Der Fondsanbieter Fidelity International baut seine Präsenz in der Volksrepublik China aus. Das Haus legt zwei neue Fonds speziell für den Vertrieb in Festlandchina auf: einen Aktienfonds, der auf die am Inlandsmarkt gehandelten A-Titel setzt, sowie einen Rentenfonds. Fidelity hatte vor einem Jahr als erster ausländischer Asset Manager die Lizenz als privater Vermögensverwalter erhalten. Die neuen Produkte dürften an institutionelle Investoren und sehr vermögende Privatanleger verkauft werden, teilte das Haus mit.

Damit lanciert Fidelity laut eigenen Angaben als erster ausländischer Anbieter in Eigenregie Fonds für chinesische Privatanleger. Bislang war die Volksrepublik weitgehend abgeschottet für Asset Manager von außerhalb. Schrittweise öffnet das Land jedoch seine Kapitalmärkte.

So durften ausländische Gesellschaften zunächst "Repräsentanzen" eröffnen, um institutionellen, meist staatsnahen Investoren ihre Dienste anzubieten. Im nächsten Schritt wurden über ein Austauschprogramm einige in Hongkong zugelassene Fonds für den Verkauf in der Volksrepublik zugelassen und umgekehrt.

Ableger in Eigenregie eröffnet
Zudem durften Asset Manager Joint Ventures auf dem Festland eingehen. Die Unternehmen mussten aber mehrheitlich in chinesischer Hand liegen. Fidelity gründete 2015 dann eine eigene Tochtergesellschaft im Rahmen des Wholly-Foreign-Owned-Enterprise-Programms (WFOE). Dabei dürfen ausländische Unternehmen in Eigenregie Ableger in China eröffnen.

Diesen Kanal will Fidelity weiter ausbauen. "Wir sind bestrebt, unser Produktangebot in den nächsten zwei bis drei Jahren weiterzuentwickeln, damit Anleger in China ihre Investmentbedürfnisse erfüllen können", sagt Jackson Lee, Leiter des China-Geschäfts bei Fidelity International.

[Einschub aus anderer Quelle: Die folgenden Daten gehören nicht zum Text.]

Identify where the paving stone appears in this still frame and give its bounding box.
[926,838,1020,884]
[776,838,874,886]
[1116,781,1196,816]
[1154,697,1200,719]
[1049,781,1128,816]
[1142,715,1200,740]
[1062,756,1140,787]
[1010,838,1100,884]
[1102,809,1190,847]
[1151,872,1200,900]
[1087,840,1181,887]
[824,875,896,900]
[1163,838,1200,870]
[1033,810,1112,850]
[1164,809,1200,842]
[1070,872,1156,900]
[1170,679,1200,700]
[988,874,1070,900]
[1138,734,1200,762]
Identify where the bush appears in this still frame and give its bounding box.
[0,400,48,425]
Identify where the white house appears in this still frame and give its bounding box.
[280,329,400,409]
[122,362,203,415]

Investmentziel und Absatzmarkt zugleich
Die Öffnung von Chinas Finanzmärkten war nach dem Börsencrash Ende 2015 zum Erliegen gekommen. Nun lockern die Behörden aber langsam die Beschränkungen wieder. Der wachsende Wohlstand in China lockt ausländische Asset Manager, die das riesige Land nicht nur als Investmentziel für ihre Portfolios, sondern zunehmend auch als Absatzmarkt sehen.

Neben Fidelity sind auch eine Reihe westlicher Anbieter in der Volksrepublik aktiv, so etwa J.P. Morgan Asset Management, Blackrock oder Allianz Global Investors und die Deutsche Asset Management. Auch der zentrale Fondsanbieter der deutschen Genossenschaftsbanken, Union Investment, mischt über ein Joint Venture im Reich der Mitte mit. Zuletzt kündigte auch Hauck & Aufhäuser an, die Möglichkeiten eines Fondsvertriebs in China auszuloten. Die Bank wurde von dem chinesischen Konglomerat Fosun übernommen. (ert)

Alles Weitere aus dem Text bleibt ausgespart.